Data collection offers numerous opportunities for businesses: They can grow faster and make better informed decisions — and more companies are adopting data collection to seize these opportunities.
In our previous web scraping tutorials that covered cURL and Puppeteer, we explored how to use these utilities for web scraping — and we focused on retrieving textual data like the top list of Hacker News articles. However, the web has another essential component to it — visual data, which includes components like images and videos.
In this article, we'll be scraping images in Python and BeautifulSoup: We’ll learn more about how images work on the web, why people choose Python as their data collection instrument, and which code snippets you can use to scrape images from websites yourself.
Why choose Python?
As outlined in our overview of Python web crawlers, Python is a great choice for data collection projects — and many data science professionals seem to agree, preferring Python components over their R counterparts.

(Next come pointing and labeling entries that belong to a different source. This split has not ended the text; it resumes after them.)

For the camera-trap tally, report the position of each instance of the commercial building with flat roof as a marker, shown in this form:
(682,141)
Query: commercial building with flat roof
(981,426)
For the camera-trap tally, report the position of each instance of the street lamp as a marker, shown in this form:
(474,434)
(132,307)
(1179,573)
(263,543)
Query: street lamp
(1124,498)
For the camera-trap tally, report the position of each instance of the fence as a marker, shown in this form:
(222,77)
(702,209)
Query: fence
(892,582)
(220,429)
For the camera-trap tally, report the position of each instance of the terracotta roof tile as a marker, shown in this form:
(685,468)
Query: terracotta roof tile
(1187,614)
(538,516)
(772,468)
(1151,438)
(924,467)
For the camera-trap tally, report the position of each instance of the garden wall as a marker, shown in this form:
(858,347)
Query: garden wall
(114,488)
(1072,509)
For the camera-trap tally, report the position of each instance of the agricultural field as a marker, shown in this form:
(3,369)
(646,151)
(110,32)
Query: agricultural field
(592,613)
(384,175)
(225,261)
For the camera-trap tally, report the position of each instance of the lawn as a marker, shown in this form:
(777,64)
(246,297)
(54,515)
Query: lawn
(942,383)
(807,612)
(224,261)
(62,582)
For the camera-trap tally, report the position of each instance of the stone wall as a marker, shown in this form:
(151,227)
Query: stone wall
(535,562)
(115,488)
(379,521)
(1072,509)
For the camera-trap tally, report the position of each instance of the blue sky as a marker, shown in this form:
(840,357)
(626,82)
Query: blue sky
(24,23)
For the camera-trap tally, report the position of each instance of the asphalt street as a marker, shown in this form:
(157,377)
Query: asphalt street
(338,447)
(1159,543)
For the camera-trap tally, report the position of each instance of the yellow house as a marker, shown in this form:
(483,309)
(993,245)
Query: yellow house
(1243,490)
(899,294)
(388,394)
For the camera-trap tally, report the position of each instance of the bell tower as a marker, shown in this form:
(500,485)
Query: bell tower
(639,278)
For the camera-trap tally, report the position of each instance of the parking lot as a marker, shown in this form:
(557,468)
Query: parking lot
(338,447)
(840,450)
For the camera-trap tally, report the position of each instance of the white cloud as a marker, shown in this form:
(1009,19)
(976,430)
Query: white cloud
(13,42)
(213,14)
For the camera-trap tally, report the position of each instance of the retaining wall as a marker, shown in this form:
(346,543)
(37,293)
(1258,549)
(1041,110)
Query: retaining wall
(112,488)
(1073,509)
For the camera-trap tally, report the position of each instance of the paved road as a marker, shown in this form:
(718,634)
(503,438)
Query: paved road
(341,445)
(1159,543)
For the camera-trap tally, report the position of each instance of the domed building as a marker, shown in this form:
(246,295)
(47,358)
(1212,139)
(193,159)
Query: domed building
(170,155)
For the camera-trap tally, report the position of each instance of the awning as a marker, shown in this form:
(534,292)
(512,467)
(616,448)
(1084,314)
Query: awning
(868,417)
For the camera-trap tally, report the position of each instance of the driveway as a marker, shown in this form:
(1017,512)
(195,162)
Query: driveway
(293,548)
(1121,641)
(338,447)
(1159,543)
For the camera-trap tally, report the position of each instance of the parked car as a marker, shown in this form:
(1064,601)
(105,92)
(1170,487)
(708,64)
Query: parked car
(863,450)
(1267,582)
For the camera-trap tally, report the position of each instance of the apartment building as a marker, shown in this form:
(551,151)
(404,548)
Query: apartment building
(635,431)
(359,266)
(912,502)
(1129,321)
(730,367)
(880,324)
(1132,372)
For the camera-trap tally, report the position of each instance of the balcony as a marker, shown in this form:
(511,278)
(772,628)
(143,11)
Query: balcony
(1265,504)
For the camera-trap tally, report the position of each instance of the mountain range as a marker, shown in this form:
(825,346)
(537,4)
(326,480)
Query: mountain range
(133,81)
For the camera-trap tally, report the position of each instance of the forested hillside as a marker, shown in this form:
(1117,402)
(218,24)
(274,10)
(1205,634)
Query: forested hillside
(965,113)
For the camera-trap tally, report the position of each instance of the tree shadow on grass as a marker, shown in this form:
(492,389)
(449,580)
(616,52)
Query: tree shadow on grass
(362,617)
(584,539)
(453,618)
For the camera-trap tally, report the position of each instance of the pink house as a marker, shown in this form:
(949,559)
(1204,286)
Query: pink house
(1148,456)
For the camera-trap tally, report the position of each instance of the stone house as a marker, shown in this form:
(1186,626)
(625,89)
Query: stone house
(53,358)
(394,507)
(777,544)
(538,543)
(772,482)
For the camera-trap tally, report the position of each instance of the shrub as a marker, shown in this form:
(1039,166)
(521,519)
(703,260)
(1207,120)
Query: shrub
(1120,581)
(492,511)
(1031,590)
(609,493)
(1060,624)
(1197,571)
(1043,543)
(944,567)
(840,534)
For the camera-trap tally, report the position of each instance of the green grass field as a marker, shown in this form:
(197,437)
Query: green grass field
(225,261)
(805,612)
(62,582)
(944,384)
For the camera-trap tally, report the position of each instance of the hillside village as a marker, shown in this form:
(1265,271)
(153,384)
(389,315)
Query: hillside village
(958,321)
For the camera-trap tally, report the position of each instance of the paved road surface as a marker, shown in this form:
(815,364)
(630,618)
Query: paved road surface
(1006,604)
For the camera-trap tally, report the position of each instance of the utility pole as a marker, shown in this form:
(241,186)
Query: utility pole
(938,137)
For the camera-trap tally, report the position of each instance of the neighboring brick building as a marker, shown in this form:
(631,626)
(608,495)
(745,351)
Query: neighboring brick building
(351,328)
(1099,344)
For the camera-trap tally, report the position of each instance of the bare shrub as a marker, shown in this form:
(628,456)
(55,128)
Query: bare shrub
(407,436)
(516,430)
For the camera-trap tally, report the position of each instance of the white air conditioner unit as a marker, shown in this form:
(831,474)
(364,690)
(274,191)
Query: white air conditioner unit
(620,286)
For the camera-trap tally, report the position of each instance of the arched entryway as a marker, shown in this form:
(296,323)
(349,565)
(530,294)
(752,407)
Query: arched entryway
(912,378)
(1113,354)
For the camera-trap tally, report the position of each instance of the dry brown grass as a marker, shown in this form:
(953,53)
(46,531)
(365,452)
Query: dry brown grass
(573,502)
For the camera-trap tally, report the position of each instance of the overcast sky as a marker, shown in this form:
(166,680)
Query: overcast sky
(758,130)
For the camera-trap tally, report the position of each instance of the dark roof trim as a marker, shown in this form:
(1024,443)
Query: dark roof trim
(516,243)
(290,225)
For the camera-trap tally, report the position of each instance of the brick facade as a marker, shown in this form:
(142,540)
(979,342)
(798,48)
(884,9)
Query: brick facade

The most important factor is (arguably) speed. This may confuse you: Python isn’t a low-level language like C++ or Java, so its computational speed is much slower. However, Python is incredibly fast in terms of development speed, saving precious man-hours thanks to its code brevity.

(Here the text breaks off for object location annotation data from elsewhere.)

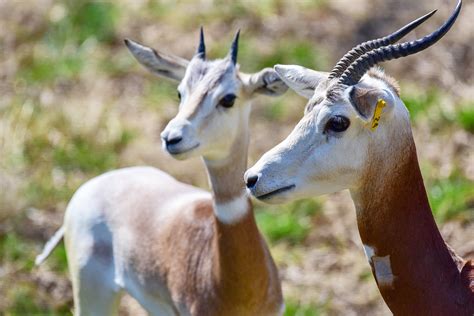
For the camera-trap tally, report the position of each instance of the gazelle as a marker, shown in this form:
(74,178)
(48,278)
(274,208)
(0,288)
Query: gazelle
(175,248)
(356,135)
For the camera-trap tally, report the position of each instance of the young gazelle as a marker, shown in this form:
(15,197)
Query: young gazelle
(175,248)
(356,135)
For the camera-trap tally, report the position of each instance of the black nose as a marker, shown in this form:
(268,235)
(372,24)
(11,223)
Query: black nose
(251,181)
(173,141)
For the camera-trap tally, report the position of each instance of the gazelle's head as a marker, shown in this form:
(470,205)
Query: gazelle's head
(210,117)
(353,120)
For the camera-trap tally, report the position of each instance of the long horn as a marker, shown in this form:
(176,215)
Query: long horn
(234,48)
(363,48)
(358,68)
(201,51)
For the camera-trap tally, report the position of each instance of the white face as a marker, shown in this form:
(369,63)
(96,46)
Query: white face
(328,149)
(208,117)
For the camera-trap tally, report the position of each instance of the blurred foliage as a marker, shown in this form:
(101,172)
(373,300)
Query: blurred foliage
(290,222)
(452,197)
(465,116)
(294,308)
(52,140)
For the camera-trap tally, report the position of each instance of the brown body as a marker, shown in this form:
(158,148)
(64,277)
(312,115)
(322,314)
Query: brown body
(178,250)
(165,240)
(394,217)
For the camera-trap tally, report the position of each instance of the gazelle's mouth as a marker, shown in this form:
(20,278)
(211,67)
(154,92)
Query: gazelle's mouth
(177,152)
(275,192)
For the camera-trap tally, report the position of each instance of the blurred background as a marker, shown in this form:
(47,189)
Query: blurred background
(74,103)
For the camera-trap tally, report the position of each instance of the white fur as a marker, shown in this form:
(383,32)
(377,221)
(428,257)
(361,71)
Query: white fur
(318,162)
(369,253)
(383,271)
(97,227)
(233,211)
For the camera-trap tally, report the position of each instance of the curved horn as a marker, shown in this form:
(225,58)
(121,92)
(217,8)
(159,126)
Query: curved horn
(234,48)
(363,48)
(201,51)
(358,68)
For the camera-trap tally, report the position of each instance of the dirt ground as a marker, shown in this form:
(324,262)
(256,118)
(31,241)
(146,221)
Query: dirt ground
(63,85)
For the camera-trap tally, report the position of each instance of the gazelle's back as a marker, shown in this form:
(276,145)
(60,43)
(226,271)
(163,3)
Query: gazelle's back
(124,231)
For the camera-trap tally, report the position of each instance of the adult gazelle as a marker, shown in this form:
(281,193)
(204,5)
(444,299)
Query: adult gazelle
(356,135)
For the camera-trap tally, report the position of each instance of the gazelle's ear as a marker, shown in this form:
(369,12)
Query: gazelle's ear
(265,81)
(163,65)
(300,79)
(365,100)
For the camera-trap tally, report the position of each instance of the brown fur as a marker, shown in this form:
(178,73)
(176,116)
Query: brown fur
(207,267)
(395,219)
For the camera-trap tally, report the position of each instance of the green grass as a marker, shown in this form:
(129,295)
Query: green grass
(465,116)
(451,198)
(290,222)
(295,308)
(419,102)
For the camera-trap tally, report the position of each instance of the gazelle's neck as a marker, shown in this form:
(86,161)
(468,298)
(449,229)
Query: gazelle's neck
(226,178)
(411,263)
(243,269)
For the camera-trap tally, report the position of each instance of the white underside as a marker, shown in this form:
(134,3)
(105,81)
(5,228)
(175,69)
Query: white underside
(233,211)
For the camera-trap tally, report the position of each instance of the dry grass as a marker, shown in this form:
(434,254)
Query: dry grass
(74,104)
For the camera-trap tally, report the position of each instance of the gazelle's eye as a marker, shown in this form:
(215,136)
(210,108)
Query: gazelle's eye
(337,124)
(227,101)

Another benefit that Python offers are libraries, smaller pieces of ready-to-use Python software designed for specific actions. Being open-source, Python has both built-in and external libraries for interacting with the OS, using regular expressions, math, dates, time, and more.
Web scraping legal disclaimer
Although we’re not setting up a massive web scraping project here, we should still make sure to not overstress the website we’re collecting data from: Sending too many requests is dangerous because it may:
- Put too much pressure on the web server, causing an unintended DDoS attack, and
- Trigger anti-DDoS systems which will block your IP address, preventing you from accessing the website.
The legality of web scraping is a complicated topic: As of July 2021, there’s still no easy answer like “Yes, web scraping is perfectly legal.” In our overview of web scraping’s legality, we came up with the following guidelines:
- If there is an API for data collection, use it,
- Respect the terms of service,
- Respect the website’s
robots.txt
(a special document that outlines which data can be collected,) - Make sure that the data is not copyrighted, and
- Don’t publish gathered information without the permission of its owner.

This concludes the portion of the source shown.